Interestingly, what we’re seeing in law firm cyberattacks are more relevant phishing and ransomware emails that are generically plausible to a lawyer. Attackers send hundreds of thousands of emails through every compromised lawyer’s address book they find online. They disguise a malicious email to appear to be from a client, asking for sensitive information or requesting a wire transfer. 

As you sip your morning coffee, scrolling through your emails, you come across one with the subject line “Urgent Update – Confidential Information.” You open the email and find a message from an unknown sender claiming to have infected your computer with malware and demanding a ransom for the decryption key. Your heart races as your client files have become inaccessible. This is not just a nightmare; it is the reality of a cyberattack and a growing threat to legal firms. 

How should the legal industry prepare itself for threats and the role of legal technology? 

You can be a lawyer or an IT security consultant, but you can’t be both.
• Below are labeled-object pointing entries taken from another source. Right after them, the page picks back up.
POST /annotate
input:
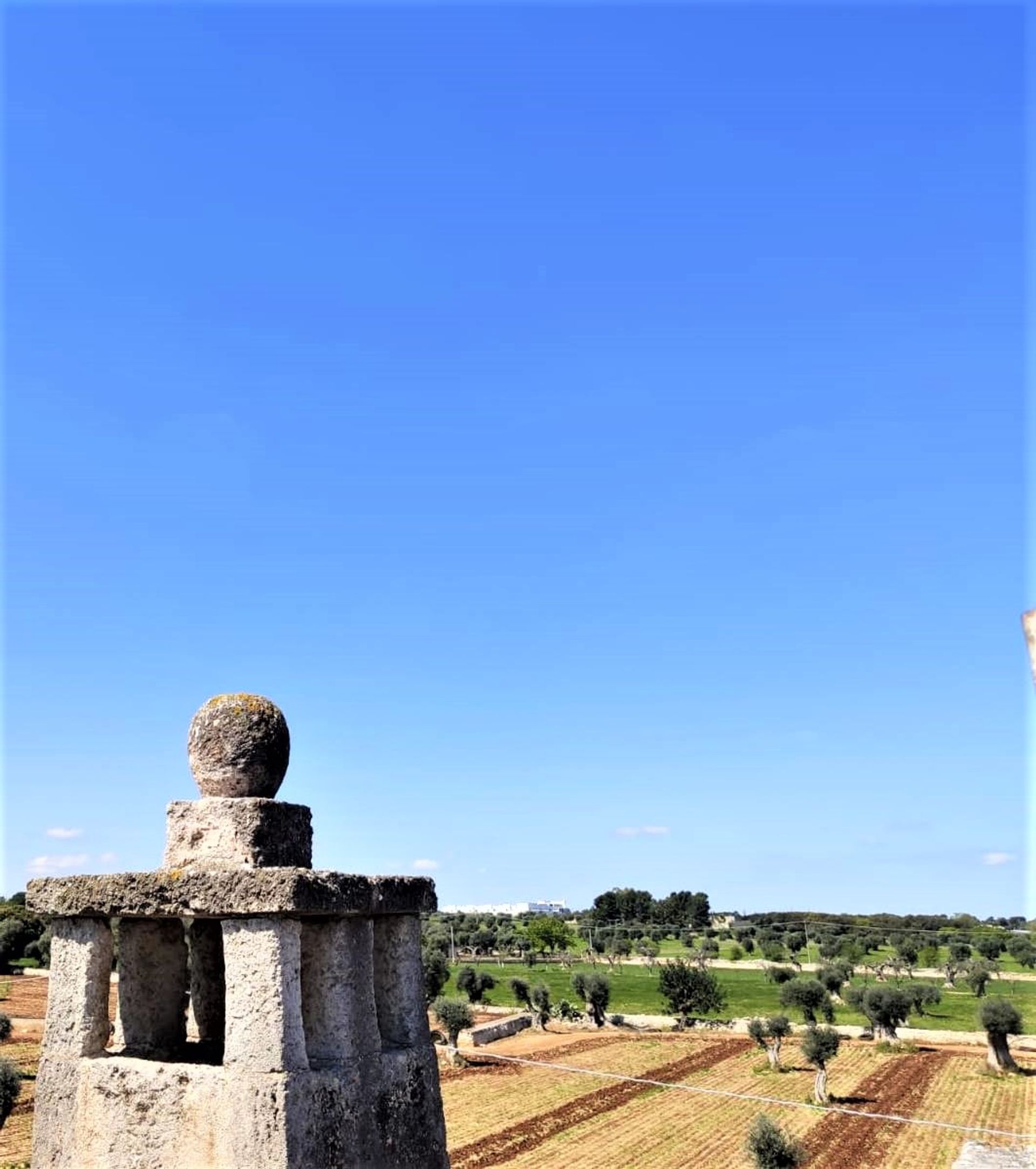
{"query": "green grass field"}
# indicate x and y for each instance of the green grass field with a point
(635, 991)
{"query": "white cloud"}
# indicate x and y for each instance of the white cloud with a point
(43, 865)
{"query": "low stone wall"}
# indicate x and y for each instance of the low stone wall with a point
(489, 1032)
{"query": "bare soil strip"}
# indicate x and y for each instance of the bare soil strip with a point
(854, 1143)
(505, 1146)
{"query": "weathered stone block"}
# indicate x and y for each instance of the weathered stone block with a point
(399, 982)
(229, 893)
(80, 984)
(338, 1008)
(223, 833)
(408, 1110)
(152, 1002)
(263, 1030)
(208, 986)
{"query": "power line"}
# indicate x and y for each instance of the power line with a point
(761, 1099)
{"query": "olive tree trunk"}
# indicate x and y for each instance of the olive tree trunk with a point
(820, 1086)
(999, 1056)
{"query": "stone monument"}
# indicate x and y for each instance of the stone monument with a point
(269, 1015)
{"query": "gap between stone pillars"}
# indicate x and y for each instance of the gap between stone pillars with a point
(399, 981)
(152, 1001)
(80, 986)
(263, 1029)
(338, 1009)
(208, 987)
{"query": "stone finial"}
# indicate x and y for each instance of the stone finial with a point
(239, 746)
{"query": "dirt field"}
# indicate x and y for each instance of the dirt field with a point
(534, 1116)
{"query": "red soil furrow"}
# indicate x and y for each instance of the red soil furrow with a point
(561, 1055)
(508, 1144)
(853, 1143)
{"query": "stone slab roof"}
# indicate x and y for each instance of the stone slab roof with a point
(229, 893)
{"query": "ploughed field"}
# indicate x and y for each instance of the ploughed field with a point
(536, 1116)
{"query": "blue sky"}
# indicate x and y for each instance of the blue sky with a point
(600, 430)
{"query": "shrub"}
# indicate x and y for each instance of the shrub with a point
(454, 1015)
(437, 973)
(10, 1089)
(474, 983)
(771, 1147)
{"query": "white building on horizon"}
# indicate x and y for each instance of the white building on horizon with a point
(509, 909)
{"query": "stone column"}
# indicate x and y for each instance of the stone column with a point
(408, 1107)
(338, 1010)
(263, 1029)
(399, 981)
(208, 987)
(152, 986)
(80, 987)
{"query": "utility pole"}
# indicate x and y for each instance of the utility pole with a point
(1030, 627)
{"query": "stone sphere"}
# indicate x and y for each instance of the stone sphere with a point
(237, 746)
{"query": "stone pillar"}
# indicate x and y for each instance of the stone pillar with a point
(80, 987)
(338, 1008)
(208, 987)
(263, 1029)
(399, 981)
(152, 986)
(408, 1106)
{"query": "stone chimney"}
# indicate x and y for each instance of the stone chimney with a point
(269, 1015)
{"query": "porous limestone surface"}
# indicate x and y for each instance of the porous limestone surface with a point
(263, 1029)
(399, 982)
(338, 1010)
(153, 986)
(208, 987)
(80, 983)
(239, 745)
(220, 833)
(121, 1113)
(229, 893)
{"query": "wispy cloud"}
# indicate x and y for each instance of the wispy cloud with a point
(998, 858)
(43, 865)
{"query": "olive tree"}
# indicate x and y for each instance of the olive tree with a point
(689, 991)
(768, 1035)
(977, 976)
(454, 1015)
(808, 996)
(474, 983)
(820, 1045)
(771, 1147)
(10, 1088)
(596, 991)
(437, 973)
(999, 1017)
(885, 1008)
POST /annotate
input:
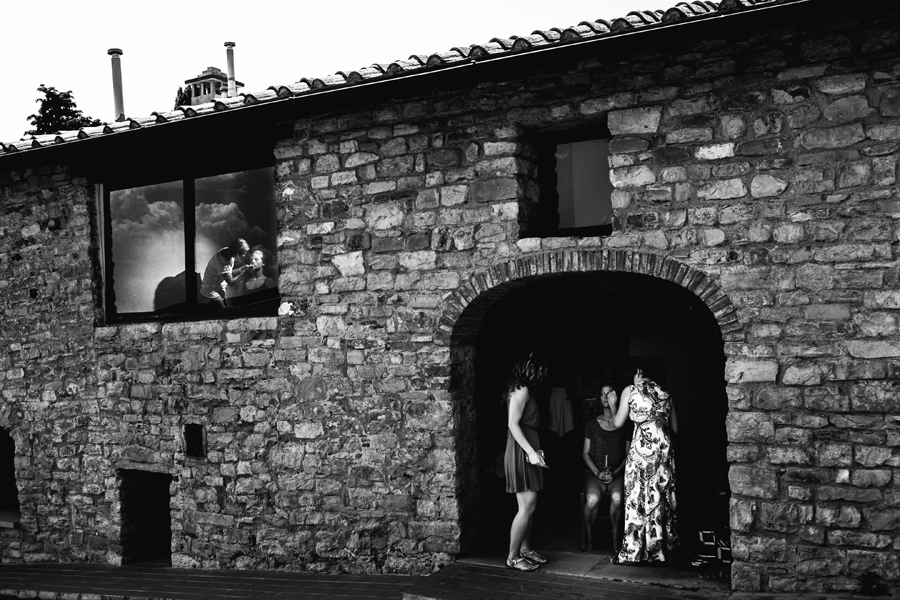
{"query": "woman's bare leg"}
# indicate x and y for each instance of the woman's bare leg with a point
(520, 530)
(593, 492)
(616, 502)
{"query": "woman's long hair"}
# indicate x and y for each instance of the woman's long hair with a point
(529, 370)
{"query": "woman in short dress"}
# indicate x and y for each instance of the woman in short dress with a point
(523, 460)
(650, 507)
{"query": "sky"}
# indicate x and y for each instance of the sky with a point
(64, 43)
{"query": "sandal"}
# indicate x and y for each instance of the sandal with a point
(520, 564)
(534, 557)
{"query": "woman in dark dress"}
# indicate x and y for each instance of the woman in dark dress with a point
(523, 460)
(605, 449)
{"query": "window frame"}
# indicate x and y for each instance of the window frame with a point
(187, 174)
(548, 201)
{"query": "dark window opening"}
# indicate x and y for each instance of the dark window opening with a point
(9, 491)
(193, 441)
(146, 534)
(573, 179)
(166, 247)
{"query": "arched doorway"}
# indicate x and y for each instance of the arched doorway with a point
(599, 316)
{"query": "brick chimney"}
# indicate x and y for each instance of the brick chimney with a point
(229, 52)
(115, 53)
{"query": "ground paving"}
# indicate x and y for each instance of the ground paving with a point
(464, 580)
(457, 581)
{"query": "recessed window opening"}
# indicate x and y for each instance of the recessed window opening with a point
(575, 190)
(193, 440)
(146, 534)
(173, 252)
(9, 491)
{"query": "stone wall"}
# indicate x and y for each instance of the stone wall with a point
(340, 432)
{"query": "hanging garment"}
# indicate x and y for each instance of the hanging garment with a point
(561, 419)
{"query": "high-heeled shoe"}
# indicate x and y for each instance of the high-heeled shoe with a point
(520, 564)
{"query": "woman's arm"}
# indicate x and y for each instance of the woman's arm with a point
(673, 420)
(586, 456)
(621, 468)
(229, 276)
(517, 400)
(622, 414)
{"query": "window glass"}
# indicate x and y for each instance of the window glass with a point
(197, 248)
(148, 247)
(228, 207)
(582, 184)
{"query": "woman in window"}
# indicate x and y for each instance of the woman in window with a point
(257, 278)
(220, 272)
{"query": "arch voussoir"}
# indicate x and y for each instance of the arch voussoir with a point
(454, 319)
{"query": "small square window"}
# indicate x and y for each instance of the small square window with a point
(573, 178)
(171, 247)
(194, 446)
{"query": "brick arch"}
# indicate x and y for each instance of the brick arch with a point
(462, 316)
(466, 308)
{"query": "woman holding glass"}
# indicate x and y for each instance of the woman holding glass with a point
(605, 450)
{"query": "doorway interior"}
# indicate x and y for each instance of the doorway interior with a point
(595, 328)
(146, 533)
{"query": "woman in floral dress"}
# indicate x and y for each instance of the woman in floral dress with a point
(650, 507)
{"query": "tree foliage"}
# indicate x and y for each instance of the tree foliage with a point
(58, 113)
(182, 97)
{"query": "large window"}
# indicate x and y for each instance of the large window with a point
(573, 172)
(173, 251)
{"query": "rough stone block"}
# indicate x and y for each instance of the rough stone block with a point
(634, 120)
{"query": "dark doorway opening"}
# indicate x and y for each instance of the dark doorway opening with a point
(598, 327)
(146, 521)
(9, 492)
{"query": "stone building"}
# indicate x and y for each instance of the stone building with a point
(747, 251)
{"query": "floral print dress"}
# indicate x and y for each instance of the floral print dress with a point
(650, 508)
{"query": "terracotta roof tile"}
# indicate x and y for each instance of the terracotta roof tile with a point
(586, 30)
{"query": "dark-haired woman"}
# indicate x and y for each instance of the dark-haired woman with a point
(650, 508)
(220, 272)
(523, 460)
(604, 452)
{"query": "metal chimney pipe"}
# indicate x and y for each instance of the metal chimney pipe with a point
(232, 90)
(115, 53)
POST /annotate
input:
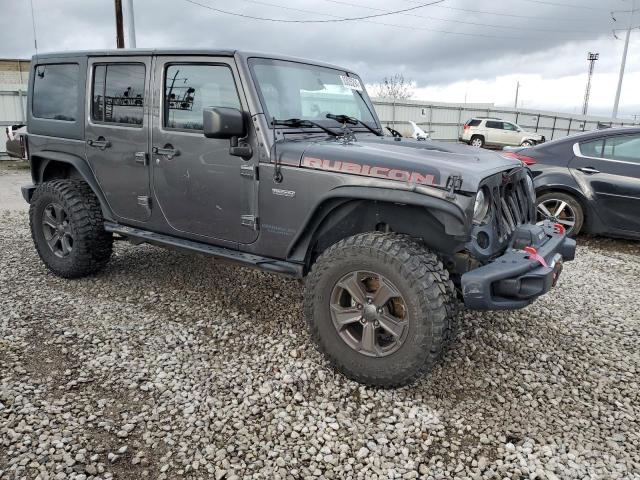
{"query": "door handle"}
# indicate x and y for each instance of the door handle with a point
(168, 151)
(100, 143)
(589, 170)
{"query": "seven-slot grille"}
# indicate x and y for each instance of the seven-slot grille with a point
(512, 205)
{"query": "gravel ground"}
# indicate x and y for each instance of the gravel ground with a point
(169, 365)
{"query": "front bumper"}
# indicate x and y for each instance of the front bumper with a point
(518, 277)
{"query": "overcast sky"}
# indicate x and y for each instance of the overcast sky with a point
(457, 48)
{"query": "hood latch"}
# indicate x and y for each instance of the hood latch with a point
(454, 182)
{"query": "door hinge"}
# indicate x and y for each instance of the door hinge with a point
(454, 182)
(249, 171)
(142, 158)
(250, 221)
(145, 202)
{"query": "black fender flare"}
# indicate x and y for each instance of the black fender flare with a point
(43, 159)
(450, 215)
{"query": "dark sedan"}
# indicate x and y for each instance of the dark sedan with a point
(589, 182)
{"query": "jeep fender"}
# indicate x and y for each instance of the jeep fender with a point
(39, 165)
(448, 219)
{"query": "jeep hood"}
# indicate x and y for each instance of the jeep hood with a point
(408, 160)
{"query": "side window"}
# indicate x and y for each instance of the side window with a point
(592, 149)
(623, 147)
(118, 93)
(191, 88)
(55, 92)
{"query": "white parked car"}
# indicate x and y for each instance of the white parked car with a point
(480, 132)
(418, 133)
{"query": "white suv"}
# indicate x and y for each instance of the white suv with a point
(480, 131)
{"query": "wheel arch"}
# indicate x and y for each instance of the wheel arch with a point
(348, 211)
(50, 165)
(587, 210)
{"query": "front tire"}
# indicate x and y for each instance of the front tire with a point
(477, 141)
(379, 307)
(561, 208)
(68, 229)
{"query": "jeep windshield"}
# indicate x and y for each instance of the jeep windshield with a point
(308, 92)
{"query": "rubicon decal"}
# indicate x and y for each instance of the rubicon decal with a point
(368, 170)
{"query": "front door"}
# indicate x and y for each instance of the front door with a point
(610, 167)
(201, 189)
(117, 133)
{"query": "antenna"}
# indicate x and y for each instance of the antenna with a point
(592, 57)
(33, 24)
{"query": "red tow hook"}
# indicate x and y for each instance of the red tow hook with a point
(533, 255)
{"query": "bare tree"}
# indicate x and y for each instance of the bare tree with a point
(394, 88)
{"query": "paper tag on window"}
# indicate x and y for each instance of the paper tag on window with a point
(350, 82)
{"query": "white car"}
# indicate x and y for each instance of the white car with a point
(480, 132)
(418, 133)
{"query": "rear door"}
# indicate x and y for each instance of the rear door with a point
(201, 188)
(610, 168)
(117, 133)
(511, 134)
(495, 133)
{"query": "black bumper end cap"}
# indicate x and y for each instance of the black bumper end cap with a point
(27, 192)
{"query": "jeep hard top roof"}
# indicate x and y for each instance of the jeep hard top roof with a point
(125, 52)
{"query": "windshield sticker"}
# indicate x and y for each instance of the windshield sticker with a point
(350, 82)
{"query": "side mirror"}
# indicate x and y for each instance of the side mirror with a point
(223, 122)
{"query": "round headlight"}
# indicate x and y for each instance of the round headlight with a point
(481, 207)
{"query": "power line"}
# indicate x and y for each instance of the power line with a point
(511, 15)
(480, 24)
(281, 20)
(404, 27)
(566, 5)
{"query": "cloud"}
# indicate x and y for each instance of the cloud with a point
(439, 47)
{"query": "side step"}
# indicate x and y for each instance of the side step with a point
(235, 256)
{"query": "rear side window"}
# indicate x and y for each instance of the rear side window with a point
(118, 93)
(622, 147)
(593, 148)
(191, 88)
(55, 91)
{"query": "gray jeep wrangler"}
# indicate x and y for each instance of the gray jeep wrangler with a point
(281, 164)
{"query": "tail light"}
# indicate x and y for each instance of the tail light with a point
(528, 161)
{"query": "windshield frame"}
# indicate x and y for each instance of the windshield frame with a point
(254, 60)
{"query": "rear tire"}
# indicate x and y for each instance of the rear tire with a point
(563, 208)
(68, 229)
(421, 290)
(477, 141)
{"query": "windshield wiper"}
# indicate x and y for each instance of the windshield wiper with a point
(346, 119)
(299, 122)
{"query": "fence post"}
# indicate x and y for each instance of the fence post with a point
(393, 114)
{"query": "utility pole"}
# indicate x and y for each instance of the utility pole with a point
(119, 29)
(624, 58)
(592, 57)
(131, 26)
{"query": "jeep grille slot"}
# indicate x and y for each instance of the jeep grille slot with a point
(512, 206)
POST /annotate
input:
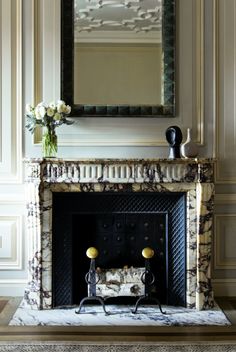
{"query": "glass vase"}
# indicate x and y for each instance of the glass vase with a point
(49, 143)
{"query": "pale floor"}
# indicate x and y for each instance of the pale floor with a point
(119, 334)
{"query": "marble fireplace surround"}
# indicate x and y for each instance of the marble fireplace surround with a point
(193, 176)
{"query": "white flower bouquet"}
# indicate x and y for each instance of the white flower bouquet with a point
(49, 117)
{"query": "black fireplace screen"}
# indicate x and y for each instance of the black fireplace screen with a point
(119, 225)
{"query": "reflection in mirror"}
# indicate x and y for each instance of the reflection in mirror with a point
(118, 57)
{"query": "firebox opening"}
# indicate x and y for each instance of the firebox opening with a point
(120, 225)
(120, 239)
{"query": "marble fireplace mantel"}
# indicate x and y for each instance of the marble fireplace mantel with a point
(192, 176)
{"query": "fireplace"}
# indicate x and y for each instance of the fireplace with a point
(120, 226)
(119, 184)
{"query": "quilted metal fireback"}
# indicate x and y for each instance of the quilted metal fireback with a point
(120, 225)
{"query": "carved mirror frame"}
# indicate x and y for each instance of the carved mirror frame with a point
(166, 109)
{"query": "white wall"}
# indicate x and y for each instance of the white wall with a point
(205, 102)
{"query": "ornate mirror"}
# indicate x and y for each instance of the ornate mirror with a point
(118, 57)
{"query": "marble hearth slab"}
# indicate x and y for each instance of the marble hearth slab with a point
(119, 316)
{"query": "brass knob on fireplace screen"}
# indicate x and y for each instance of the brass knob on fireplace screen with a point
(92, 252)
(147, 252)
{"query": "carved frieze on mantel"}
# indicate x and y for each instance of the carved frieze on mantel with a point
(194, 177)
(120, 170)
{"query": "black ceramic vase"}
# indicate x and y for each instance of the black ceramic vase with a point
(174, 138)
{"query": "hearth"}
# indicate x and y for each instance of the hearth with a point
(119, 225)
(191, 181)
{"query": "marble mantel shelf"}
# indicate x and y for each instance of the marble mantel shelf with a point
(194, 177)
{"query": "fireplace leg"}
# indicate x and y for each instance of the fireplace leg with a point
(95, 298)
(147, 298)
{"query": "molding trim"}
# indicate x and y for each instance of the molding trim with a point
(153, 137)
(200, 70)
(219, 261)
(218, 178)
(11, 166)
(224, 287)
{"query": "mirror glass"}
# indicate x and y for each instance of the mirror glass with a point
(118, 57)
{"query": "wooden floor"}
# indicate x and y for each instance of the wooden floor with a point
(113, 334)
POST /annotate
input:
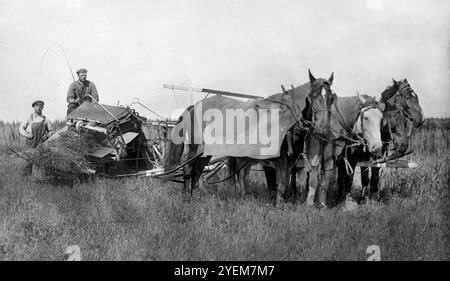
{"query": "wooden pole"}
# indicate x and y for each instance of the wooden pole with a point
(211, 91)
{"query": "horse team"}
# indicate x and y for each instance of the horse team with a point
(330, 135)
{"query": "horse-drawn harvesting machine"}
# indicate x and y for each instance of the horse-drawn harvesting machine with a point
(116, 141)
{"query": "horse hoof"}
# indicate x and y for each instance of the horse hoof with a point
(350, 205)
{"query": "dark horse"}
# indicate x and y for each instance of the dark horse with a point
(353, 119)
(190, 153)
(401, 110)
(277, 170)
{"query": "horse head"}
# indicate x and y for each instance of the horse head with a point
(400, 96)
(368, 123)
(398, 128)
(321, 98)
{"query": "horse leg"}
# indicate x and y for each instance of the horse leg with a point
(313, 184)
(365, 180)
(271, 175)
(302, 184)
(282, 177)
(292, 187)
(197, 171)
(230, 169)
(326, 173)
(374, 182)
(242, 176)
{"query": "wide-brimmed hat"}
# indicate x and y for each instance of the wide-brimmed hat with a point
(81, 70)
(37, 102)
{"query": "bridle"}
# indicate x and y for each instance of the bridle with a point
(318, 87)
(405, 91)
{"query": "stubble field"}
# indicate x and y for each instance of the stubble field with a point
(143, 219)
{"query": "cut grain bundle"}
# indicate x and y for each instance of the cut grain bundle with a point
(64, 159)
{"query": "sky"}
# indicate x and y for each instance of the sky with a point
(131, 48)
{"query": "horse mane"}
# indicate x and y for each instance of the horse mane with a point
(388, 93)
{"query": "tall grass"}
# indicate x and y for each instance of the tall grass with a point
(141, 219)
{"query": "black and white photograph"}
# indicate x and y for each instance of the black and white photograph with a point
(248, 132)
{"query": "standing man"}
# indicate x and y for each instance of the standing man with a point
(36, 127)
(79, 90)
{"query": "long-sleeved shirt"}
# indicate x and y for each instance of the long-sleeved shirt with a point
(79, 90)
(25, 126)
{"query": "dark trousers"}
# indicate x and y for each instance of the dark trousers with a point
(71, 107)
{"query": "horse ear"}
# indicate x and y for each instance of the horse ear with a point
(311, 77)
(331, 78)
(361, 98)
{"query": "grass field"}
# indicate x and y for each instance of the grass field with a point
(141, 219)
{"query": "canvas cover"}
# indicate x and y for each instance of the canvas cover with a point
(93, 111)
(242, 142)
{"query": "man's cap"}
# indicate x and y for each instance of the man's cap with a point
(81, 70)
(37, 102)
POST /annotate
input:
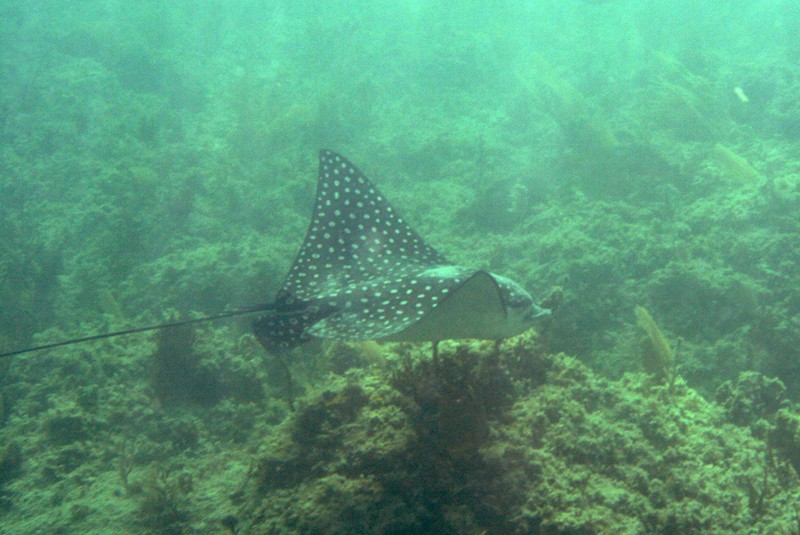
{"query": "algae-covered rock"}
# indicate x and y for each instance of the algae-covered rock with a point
(440, 450)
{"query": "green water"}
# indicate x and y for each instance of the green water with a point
(158, 162)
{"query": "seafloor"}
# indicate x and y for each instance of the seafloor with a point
(142, 184)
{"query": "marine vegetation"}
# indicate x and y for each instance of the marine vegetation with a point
(510, 441)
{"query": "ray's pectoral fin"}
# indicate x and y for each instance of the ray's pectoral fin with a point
(287, 325)
(473, 309)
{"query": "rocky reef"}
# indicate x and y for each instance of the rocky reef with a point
(512, 441)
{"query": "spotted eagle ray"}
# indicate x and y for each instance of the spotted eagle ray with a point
(362, 273)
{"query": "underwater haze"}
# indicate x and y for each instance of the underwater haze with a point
(634, 165)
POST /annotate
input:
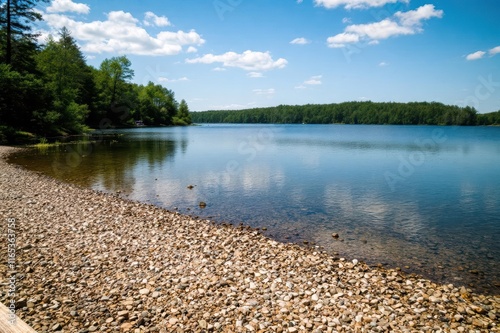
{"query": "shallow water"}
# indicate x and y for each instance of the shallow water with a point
(423, 198)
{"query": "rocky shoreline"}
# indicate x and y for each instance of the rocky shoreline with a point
(93, 262)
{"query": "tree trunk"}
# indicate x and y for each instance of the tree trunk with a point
(8, 51)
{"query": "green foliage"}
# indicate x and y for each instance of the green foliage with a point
(66, 77)
(414, 113)
(157, 104)
(17, 42)
(183, 117)
(20, 95)
(492, 118)
(115, 96)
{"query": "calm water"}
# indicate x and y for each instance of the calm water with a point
(423, 198)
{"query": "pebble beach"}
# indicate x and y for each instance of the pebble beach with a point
(87, 261)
These three steps save you time and your firm’s reputation. 

1.  Transparency

The buck stops at the lawyer under the rules of professional conduct. Lawyers are responsible for oversight of non-lawyers, even those that provide third-party services. It is why they must seek transparency in their legaltech vendors. Cloud providers must be transparent about what security they offer and their shared role and responsibility to the subscriber.

2.  Invest in the economies of scale

Big Law has the money to invest in security, but the solo, small, and boutique markets cannot have a comparable level of protection without completely disrupting their sustainability. But with the economies of scale, every lawyer that purchases a cloud service can invest a small portion of that monthly or annual fee into their security and get a magnified return through trained security professionals, cutting-edge technology, and robust support services. 

Look for third-party audits to help identify which legal technology vendors are staying ahead of the evolving cyber threats and maintaining your data security at physical, technical, and administrative levels. 

3.  Recovery 

There is no perfect cybersecurity. Your best protection is planning for good security and a good recovery. Data should be encrypted at rest and in transit to prevent unauthorized access. Extensive backups should be up-to-date and easily accessible. Recovery mechanisms that reach the financial aspects, like cybersecurity insurance, are also essential for law firms and their legal technology providers. Cloud vendors should provide appropriate insurance for the risk they share with customers and intervene on behalf of the subscriber and their clients to minimize damage and help them recover quickly. 

Lawyers need to get serious about policies when it comes to cybersecurity. But policies alone aren’t enough. There should be an evolution from policy to practice to automation of that practice. Legaltech and the legal industry should evolve together to meet these evolving threats.